Marine litter monitors have captured a bird’s eye view of the extent of repairs to a historic section of Arbroath harbour wall which fell into the sea at the start of the year.
The Ballast Quay section suffered significant damage in January, leading to a six-figure temporary repair bill for council chiefs to protect the sandstone barrier protecting the channel into the outer harbour.
Permanent repairs are well advanced, and the challenging operation was captured from above by the crew of a UK Civil Air Patrol aircraft involved in a major volunteer operation to log the extent of litter around every mile of Scotland’s coastline.
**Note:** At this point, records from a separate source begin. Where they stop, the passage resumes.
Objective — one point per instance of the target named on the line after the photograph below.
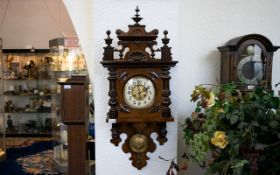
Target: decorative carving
(113, 113)
(123, 75)
(139, 156)
(166, 93)
(155, 108)
(155, 75)
(124, 108)
(136, 50)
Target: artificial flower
(219, 139)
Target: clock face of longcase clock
(250, 67)
(139, 92)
The SCRAPbook (Scottish Coastal Rubbish Aerial Photography) survey has already revealed “industrial scale” levels of rubbish in parts of Fife.
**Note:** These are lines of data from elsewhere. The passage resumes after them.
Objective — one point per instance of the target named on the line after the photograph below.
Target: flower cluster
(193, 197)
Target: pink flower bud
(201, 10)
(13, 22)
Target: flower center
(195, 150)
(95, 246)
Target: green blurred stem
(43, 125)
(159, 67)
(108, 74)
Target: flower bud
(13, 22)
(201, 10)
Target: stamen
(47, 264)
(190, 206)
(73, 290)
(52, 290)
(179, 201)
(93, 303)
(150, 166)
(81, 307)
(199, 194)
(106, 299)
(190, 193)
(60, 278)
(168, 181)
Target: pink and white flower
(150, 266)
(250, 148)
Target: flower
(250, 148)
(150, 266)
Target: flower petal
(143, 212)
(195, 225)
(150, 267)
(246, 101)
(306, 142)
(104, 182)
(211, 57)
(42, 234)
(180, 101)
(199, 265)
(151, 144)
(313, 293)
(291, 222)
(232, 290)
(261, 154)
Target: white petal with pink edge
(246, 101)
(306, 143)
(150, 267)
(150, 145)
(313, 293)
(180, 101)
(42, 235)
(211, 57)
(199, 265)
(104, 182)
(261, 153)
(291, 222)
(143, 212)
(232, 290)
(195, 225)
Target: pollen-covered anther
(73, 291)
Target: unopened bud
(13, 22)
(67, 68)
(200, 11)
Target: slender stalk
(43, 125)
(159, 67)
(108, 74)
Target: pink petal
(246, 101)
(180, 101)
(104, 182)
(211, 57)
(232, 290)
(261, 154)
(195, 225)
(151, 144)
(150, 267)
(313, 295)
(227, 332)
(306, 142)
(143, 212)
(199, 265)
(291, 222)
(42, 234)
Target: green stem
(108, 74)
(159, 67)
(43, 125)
Former Fife police office Bruce Thomson, the Civil Air Patrol’s chief observer for Scotland was in the aircraft above Angus when it passed over the port.
Angus Council shored up the initial damage with rock armour, before local firm Delson Contracts was awarded the contract for permanent repairs.
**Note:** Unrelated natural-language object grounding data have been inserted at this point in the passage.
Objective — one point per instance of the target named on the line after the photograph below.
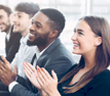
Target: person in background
(12, 40)
(47, 25)
(90, 77)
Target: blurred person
(22, 20)
(47, 25)
(90, 77)
(12, 40)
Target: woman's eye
(80, 33)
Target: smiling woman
(90, 76)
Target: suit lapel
(47, 52)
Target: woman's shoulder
(102, 78)
(74, 66)
(104, 75)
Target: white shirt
(8, 35)
(38, 54)
(24, 54)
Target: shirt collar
(24, 39)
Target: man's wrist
(11, 85)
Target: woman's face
(84, 39)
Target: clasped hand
(41, 79)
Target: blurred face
(39, 30)
(21, 22)
(4, 21)
(84, 40)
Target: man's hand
(6, 74)
(31, 74)
(6, 62)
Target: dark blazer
(12, 46)
(98, 86)
(55, 57)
Poor maintenance and the effect of dredging works close to the wall were blamed as contributory factors in the collapse by harbour insiders.
Repairs got under way in June and a Council spokesperson said the project is due for completion next month.
Mr Thomson said he had been aware of the harbour wall collapse and was interested to see work ongoing at the busy port during the survey flight over Angus.
“Any deployment is always with a double crew with the observer equipped with a quality digital camera with zoom lens and also GPS equipped so every picture can be accurately located,” he said.
“Most of the observers are also pilots but there are a few of us who are not pilots, including myself. The aircraft are all owned/operated by volunteers and are located at airfields across Scotland
“UK Civil Air Patrol do more than this, although the task of surveying every mile of Scottish coastline, including the islands, is our main focus at the moment.
“We can also be used by agencies such as Sepa, Scottish Fire & Rescue, universities and in missing person searches.”
The litter survey findings are logged on the scrapbook.org.uk website and used to inform community volunteer squads of local hotspots which they can then tackle with beach cleans.